In the country of my birth and dual citizenship a much
softer version of racism was perpetrated. There was no slavery, no reservation
lands that the Maori were forced to live on, no miscegenation laws, no
segregated education systems, no lynch mobs or versions of the KKK.
How many
Americans have ever met a Maori, visited New Zealand or know where Waitangi
is? On one of my American trips I went to Gettysburg because Lincoln and the
American civil war is fascinating. I read
numerous books about American history and racism. My 2 favourites are – “The
Hemingses of Monticello” and “White Fragility”. Are currently reading “Stamped
from the Beginning: The Definitive History of Racist Ideas in America” by Ibram
X Kendi.
But the infuriating thing about American racism, like so
much ubiquitous American culture, is that the concept has permeated everywhere internationally
and has become the stereotype lens that many people interpret what racism is. Americans
will always assume if I talk about racism that I’m talking about their version
of it. Such an insular country that they cannot conceive of vastly different histories
elsewhere. Black American social commentator Aja Barber said she moved to
England to live because she felt safer there, so that implies she acknowledges
there are less virulent versions of racism in different nations of the world.

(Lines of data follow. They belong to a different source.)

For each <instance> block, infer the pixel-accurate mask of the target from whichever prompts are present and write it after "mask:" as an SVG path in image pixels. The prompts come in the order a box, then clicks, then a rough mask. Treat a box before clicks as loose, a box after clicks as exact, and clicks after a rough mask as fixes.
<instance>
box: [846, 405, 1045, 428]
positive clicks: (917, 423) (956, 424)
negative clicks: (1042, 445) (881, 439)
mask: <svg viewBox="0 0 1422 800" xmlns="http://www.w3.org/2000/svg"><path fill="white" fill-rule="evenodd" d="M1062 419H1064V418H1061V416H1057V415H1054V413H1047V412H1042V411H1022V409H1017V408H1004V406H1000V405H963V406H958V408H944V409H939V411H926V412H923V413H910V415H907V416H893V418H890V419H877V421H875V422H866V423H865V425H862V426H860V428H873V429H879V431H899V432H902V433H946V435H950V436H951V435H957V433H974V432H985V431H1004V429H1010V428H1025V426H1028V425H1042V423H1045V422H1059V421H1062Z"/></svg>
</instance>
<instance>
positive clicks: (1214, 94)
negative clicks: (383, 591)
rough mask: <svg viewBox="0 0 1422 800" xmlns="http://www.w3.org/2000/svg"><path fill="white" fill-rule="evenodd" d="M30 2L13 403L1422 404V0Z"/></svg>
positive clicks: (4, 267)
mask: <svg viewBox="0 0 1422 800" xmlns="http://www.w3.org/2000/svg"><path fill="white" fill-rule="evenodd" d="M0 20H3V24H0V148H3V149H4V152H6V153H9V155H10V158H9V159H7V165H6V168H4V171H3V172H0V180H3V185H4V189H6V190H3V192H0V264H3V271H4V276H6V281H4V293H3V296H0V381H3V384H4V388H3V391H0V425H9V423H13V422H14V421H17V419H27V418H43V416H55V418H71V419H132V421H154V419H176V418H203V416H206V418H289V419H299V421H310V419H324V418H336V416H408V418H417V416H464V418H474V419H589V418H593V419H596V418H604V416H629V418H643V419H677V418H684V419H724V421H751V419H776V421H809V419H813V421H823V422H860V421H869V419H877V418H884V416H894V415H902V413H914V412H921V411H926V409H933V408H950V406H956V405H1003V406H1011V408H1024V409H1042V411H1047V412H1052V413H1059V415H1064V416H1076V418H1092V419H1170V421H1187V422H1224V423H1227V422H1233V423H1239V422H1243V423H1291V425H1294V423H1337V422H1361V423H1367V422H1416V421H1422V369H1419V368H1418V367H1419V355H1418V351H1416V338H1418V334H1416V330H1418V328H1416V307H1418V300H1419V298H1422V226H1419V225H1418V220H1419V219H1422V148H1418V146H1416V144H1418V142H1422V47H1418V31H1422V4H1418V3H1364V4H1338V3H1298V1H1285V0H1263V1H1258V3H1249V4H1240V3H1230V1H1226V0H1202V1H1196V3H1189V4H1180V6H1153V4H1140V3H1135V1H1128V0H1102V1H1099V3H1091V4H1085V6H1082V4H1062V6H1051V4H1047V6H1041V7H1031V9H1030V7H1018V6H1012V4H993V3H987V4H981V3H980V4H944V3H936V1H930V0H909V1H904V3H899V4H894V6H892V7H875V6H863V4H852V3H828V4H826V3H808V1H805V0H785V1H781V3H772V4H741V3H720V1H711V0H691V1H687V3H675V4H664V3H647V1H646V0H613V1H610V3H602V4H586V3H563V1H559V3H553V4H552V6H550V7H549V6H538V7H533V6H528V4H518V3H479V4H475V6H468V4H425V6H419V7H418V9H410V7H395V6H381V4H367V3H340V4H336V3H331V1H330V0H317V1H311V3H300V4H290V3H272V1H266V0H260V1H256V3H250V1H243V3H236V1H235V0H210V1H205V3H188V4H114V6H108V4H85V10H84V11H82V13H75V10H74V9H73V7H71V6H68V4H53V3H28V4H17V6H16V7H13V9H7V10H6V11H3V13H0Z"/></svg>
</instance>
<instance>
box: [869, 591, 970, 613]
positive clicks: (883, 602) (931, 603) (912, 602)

How many Americans have ever been to New Zealand where I was
born? I am proud to come from a nation which is highly integrated with its
native Maori people. My experience is that the American assumption that all
racism is just the same as what they created is wrong. I may be a racist by
technical inheritance but I love the Maori people and numerous of my close family
relatives are Maori identifying people.
It seems I’m a racist, inherited from my white ancestors 3
generations back - but I’m a Kiwi kind, not an American racist.
My problem with Chinamen
I’ve been amazed how many people took offence at my use of
the word “slitty” to insult the Chinese people who are appropriating photos of
my work to sell their fraudulent products. In truth I find Asian features very
attractive and the characteristic slanted eyes are especially beautiful.
It was rude and offensive and intended to be so. But it didn’t
spring from racism. It got attention and censure because it’s the kind of thing
that racists say. It came from childish outrage at my powerlessness to stop
their criminal fraud. I said it because I knew the workers of ChicV that read my blog and check in regularly to see what they can appropriate would find
it offensive. The truth is, they hate me too. They are apparently quite
comfortable doing a job that requires them to raid and steal images of other
peoples work to use as false representations of the products they sell.
Racism is a system that upholds and perpetuates the belief
that an identifiable group of people is superior to another group that is discerned
to be inferior. It becomes a cultural, social and political set of ideas that
is supported in law, rights and regulation favouring the superior group over
the inferior.
I am anti-racist. I don’t believe I’m superior to any other
race of people on Earth. I especially admire the indigenous Asian people of the
Pacific – the Maori, indigenous Australians, the Japanese.
I am deeply fearful of Chinese racism and their
imperialistic objectives to control the Pacific. While I acknowledge the awful
crimes my English ancestors committed through colonialism I don't think The Peoples
Republic of China will treat the native populations of the Pacific in any more
of an enlightened way than the English did 250 years ago if they were to
achieve power in this region.
Racist behaviours and beliefs aren't owned just by people of "white" ancestry.